Falar em caça sempre me lembra um sucedido. Tenho um tio de quem muito gosto, lá em Castela, irmão único de minha mãe. Ele é —era, agora já não— caçador, de caça menor (dizia que era incapaz de matar um bicho grande, com aqueles olhos de pessoa a mirar para a gente). Com ele aprendi a querer os cães, eu treinava-os com bolas feitas de papel de jornal velho e esparadrapo (não sei como se diz em português, essa fita adesiva que vendem nas farmácias para colar as vendas, antes era de pano, agora de papel, e que na minha família materna é tudo só farmacêuticos). Um dia pedi-lhe para o acompanhar. Madrugámos muito e lá fomos a caminhar para os campos de trigo, entre os restolhos, tudo amarelo e um horizonte infinito onde descansar a vista (e como eu adoro aquela terra seca, onde um manancial ou uma árvore são prodígios de encantar e as nuvens parece que basta esticar um braço para alcança-las!). Estava feliz que nem sei explicar. Ia atrás dele, como me indicara, com cautela sempre, atenta. De pronto, à nossa frente saiu uma codorniz a voar: retive aquela imagem da ave pequenina e torpe a bater as asas, como se aparecesse num ecrã... e na metade deste, pum!, vi-a cair, a linha que traçava no ar rota, eu com o coração de criança encolhido, lágrimas quase a abrolhar... Mas engoli-as, não queria que o meu tio me visse a chorar, não o queria desiludir (como se ele não fosse perceber, he!). Só disse: "Tito (chamamos-lhe assim Tito, de tio), vou para o carro, que estou cansada. Espero ali". E lá esperei que ele voltasse —à sombra do Ondini bege e da tristeza—, que não demorou muito. Sei que lhe estraguei a manhã de caça, mas ele não me recriminou nada, nunca comentou, é bom de mais para isso.

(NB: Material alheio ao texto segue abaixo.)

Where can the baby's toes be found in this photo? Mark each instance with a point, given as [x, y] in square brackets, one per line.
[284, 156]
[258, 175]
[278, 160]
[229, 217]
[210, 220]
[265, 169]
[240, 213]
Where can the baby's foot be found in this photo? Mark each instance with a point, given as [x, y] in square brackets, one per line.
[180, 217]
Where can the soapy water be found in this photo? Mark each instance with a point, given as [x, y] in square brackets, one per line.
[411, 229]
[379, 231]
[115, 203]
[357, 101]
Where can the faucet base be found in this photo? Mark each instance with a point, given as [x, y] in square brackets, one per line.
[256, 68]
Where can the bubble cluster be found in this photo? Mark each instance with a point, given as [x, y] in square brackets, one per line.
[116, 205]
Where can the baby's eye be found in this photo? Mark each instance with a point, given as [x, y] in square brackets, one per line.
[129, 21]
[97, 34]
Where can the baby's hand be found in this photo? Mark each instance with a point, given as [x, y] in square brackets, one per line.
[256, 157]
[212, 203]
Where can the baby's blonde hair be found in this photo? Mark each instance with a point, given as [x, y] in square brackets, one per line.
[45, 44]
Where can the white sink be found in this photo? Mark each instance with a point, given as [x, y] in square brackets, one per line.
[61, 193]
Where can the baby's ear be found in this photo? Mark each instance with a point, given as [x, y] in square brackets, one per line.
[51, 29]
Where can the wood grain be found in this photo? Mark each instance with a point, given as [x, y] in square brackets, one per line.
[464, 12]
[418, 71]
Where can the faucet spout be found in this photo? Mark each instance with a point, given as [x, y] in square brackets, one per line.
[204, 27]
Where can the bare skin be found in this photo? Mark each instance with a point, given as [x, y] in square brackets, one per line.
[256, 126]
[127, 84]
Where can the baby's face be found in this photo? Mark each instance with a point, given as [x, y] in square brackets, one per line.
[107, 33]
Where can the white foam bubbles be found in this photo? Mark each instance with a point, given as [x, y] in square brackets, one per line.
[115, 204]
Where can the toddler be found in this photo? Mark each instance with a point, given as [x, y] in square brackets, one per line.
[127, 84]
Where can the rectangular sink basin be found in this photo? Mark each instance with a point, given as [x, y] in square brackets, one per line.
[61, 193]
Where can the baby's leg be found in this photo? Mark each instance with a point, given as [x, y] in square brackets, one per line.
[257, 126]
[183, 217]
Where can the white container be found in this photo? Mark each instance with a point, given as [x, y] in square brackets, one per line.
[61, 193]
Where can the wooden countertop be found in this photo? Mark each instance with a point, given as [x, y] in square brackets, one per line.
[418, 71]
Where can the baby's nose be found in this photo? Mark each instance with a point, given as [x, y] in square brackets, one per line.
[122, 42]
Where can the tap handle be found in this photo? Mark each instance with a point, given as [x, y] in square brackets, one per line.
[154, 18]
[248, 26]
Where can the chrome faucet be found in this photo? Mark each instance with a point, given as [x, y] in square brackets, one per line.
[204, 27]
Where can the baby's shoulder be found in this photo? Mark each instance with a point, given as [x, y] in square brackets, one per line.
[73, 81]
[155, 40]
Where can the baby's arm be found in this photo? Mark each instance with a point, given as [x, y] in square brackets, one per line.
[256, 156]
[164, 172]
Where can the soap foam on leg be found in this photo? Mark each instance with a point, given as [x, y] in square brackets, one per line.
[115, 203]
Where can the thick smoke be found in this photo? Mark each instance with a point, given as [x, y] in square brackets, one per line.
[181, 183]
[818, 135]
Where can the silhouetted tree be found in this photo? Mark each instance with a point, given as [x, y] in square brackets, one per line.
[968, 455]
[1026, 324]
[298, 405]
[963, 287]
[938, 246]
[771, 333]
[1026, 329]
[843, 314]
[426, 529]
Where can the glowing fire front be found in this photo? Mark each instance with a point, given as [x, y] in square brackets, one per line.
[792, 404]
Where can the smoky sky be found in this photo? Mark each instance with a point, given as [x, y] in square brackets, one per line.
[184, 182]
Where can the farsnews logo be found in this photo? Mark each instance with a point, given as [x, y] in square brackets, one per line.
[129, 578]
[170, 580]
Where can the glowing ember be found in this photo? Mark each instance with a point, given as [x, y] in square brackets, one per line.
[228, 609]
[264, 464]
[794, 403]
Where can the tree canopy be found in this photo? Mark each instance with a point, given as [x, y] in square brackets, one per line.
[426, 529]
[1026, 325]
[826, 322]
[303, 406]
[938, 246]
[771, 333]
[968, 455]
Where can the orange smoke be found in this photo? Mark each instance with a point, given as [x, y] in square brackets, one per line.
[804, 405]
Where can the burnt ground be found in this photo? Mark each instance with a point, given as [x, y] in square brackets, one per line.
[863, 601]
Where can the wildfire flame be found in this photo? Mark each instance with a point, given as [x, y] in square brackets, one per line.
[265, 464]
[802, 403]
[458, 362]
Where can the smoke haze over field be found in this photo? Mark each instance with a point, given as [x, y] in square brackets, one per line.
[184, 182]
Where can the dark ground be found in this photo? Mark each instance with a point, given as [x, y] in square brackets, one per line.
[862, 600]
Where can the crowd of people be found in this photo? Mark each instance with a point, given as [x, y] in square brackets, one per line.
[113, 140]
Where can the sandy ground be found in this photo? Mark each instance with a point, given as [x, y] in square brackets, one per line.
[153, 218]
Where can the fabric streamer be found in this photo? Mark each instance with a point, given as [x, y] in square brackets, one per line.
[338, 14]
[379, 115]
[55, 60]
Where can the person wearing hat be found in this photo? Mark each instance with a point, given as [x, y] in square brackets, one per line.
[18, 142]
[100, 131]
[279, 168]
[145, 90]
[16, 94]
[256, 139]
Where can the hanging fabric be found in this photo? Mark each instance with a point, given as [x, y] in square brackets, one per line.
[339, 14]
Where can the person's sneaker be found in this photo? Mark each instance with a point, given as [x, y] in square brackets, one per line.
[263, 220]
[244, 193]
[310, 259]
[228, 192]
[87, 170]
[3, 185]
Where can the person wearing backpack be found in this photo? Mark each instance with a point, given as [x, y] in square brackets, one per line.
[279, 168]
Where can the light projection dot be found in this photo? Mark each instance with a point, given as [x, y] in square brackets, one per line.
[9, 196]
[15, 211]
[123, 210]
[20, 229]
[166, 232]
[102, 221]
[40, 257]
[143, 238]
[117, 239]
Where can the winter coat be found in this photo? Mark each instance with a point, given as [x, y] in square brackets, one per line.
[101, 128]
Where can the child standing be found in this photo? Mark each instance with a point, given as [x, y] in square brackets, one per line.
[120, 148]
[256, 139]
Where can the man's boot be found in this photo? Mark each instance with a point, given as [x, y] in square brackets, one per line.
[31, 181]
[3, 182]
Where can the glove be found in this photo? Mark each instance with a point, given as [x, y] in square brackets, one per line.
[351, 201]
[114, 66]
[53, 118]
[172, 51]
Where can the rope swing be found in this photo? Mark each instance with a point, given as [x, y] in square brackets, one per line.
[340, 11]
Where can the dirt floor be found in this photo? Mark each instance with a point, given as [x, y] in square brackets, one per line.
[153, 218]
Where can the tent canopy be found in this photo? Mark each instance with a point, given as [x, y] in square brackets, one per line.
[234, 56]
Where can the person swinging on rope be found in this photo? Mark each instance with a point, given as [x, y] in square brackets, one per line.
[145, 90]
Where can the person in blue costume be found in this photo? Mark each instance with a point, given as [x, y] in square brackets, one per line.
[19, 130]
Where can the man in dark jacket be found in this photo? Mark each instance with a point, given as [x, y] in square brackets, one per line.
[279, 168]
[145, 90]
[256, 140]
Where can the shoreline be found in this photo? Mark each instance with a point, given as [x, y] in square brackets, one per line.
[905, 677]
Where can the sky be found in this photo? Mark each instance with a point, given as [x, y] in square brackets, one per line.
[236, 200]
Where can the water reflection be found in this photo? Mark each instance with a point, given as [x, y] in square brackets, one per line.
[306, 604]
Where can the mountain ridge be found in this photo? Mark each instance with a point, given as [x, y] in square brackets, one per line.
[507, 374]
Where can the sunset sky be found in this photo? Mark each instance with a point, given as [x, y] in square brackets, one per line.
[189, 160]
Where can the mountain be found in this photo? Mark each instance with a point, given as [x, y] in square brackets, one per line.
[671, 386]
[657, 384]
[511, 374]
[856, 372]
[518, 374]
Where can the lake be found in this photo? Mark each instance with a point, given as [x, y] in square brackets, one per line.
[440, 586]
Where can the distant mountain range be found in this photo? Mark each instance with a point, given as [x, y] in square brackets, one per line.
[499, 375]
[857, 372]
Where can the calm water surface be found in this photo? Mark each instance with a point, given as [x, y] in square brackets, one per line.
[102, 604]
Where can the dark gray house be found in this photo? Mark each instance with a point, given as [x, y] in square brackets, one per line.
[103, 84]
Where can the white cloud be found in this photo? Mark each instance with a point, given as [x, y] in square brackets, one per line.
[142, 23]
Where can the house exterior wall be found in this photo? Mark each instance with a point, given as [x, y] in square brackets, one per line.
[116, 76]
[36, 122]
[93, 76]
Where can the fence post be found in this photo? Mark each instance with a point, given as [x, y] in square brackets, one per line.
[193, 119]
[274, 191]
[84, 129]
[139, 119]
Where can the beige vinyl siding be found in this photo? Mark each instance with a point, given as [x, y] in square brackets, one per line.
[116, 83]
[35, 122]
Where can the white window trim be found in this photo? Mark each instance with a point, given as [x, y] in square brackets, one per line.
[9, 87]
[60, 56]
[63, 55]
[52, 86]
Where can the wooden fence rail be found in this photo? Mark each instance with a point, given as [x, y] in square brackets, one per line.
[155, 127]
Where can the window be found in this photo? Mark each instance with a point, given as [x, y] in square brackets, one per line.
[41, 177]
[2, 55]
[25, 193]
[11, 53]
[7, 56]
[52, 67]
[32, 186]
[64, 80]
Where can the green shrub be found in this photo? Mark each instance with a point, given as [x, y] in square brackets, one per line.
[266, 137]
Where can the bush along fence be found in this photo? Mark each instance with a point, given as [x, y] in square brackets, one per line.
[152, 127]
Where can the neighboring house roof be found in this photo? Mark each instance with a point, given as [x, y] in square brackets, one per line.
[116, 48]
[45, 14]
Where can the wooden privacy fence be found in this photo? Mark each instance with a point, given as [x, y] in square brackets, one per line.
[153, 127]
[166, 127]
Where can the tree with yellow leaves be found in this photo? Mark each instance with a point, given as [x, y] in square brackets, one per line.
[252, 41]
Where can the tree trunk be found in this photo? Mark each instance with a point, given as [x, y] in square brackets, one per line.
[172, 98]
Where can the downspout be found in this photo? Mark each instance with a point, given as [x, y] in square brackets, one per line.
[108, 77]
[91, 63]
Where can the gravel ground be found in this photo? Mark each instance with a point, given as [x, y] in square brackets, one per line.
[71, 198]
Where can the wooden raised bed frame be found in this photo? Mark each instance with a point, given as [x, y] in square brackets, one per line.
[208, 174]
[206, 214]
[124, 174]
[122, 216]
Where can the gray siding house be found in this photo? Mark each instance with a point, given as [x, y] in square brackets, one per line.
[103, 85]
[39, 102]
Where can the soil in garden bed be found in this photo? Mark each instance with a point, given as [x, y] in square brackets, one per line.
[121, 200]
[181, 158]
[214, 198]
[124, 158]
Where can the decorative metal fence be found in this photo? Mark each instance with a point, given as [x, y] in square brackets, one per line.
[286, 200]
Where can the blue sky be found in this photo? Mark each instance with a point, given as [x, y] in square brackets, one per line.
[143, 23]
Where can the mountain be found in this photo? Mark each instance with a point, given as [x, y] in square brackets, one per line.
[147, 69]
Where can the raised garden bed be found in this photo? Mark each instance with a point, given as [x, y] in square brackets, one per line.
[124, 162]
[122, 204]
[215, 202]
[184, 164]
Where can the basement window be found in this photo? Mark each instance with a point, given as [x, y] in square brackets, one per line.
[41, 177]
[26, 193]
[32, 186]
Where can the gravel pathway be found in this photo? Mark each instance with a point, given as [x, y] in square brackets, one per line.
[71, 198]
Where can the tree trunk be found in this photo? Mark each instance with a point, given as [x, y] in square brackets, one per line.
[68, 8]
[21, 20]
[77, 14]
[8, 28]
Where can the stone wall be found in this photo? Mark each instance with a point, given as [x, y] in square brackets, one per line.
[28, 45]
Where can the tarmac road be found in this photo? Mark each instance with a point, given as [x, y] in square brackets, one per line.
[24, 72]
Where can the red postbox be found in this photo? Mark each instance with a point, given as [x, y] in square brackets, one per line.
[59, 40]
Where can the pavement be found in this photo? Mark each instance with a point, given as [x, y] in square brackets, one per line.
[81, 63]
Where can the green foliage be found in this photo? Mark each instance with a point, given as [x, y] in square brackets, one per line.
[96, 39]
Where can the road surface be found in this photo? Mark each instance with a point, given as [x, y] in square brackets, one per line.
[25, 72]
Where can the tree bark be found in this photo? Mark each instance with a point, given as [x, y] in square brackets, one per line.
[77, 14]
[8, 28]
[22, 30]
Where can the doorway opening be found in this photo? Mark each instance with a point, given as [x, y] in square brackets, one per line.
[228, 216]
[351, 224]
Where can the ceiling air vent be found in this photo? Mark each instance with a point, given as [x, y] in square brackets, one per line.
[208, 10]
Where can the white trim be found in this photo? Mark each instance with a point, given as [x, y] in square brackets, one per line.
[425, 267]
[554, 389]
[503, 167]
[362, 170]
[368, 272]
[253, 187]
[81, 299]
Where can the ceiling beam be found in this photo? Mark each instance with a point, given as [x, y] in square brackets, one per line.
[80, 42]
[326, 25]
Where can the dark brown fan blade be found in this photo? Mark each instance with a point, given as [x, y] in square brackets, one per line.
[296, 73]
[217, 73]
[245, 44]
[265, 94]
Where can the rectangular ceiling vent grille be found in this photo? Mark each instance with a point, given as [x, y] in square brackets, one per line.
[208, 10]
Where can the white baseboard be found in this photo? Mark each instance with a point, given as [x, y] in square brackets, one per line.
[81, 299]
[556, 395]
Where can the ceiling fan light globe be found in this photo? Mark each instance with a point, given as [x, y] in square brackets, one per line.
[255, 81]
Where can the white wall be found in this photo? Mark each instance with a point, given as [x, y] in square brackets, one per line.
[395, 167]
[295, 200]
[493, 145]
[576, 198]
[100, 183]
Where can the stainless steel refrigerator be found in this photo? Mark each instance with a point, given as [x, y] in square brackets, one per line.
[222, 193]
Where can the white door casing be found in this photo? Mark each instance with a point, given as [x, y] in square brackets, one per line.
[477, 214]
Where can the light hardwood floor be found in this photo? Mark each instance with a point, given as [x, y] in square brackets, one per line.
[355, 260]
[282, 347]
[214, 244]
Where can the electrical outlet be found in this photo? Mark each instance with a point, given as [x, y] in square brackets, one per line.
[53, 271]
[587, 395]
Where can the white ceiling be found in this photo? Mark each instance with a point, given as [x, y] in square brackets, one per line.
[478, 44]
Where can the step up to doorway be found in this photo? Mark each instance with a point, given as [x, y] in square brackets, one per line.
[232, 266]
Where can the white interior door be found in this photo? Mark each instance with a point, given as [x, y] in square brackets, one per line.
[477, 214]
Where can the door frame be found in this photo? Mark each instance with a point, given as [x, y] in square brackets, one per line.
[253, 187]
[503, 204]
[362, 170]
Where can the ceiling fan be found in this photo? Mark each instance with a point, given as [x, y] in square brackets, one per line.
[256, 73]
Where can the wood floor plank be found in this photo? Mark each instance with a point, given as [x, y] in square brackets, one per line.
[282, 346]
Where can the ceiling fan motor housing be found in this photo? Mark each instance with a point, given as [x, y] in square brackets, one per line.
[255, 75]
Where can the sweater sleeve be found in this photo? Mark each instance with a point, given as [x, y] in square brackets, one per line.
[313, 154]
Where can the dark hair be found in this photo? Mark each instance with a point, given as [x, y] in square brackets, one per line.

E agora lembro que devo chama-lo, ver como ele está, que já vai velho e não deixam andar só agora de carro. Antes passava as tardes todas num pinheiral que tem imenso, não sei quantas hectares, às vezes incluso o dia inteiro ele lá, a plantar pinheiros, tirar água do poço para as aves, apanhar cogumelos... De caçar deixou há muito. Disse-me que tinha pena de matar os poucos animais que ainda restavam. Tenho de voltar e leva-lo, para competirmos, como outrora, a ver quem conhece mais nomes científicos de animais e plantas.
Telefonei-o há uma semana, estava de aniversário. Desta vez nem me perguntou pelos cães, quantos tens agora?, como era seu costume nos últimos tempos, a avidez instalada do monstro que lhe vai engolindo as lembranças. Percebi que não conseguia me reconhecer, mas na sua inseguridade sentia a minha voz como de alguém muito próximo. No final, na despedida disse-me:
—Então quando vens por cá? Precisamos muito de ti.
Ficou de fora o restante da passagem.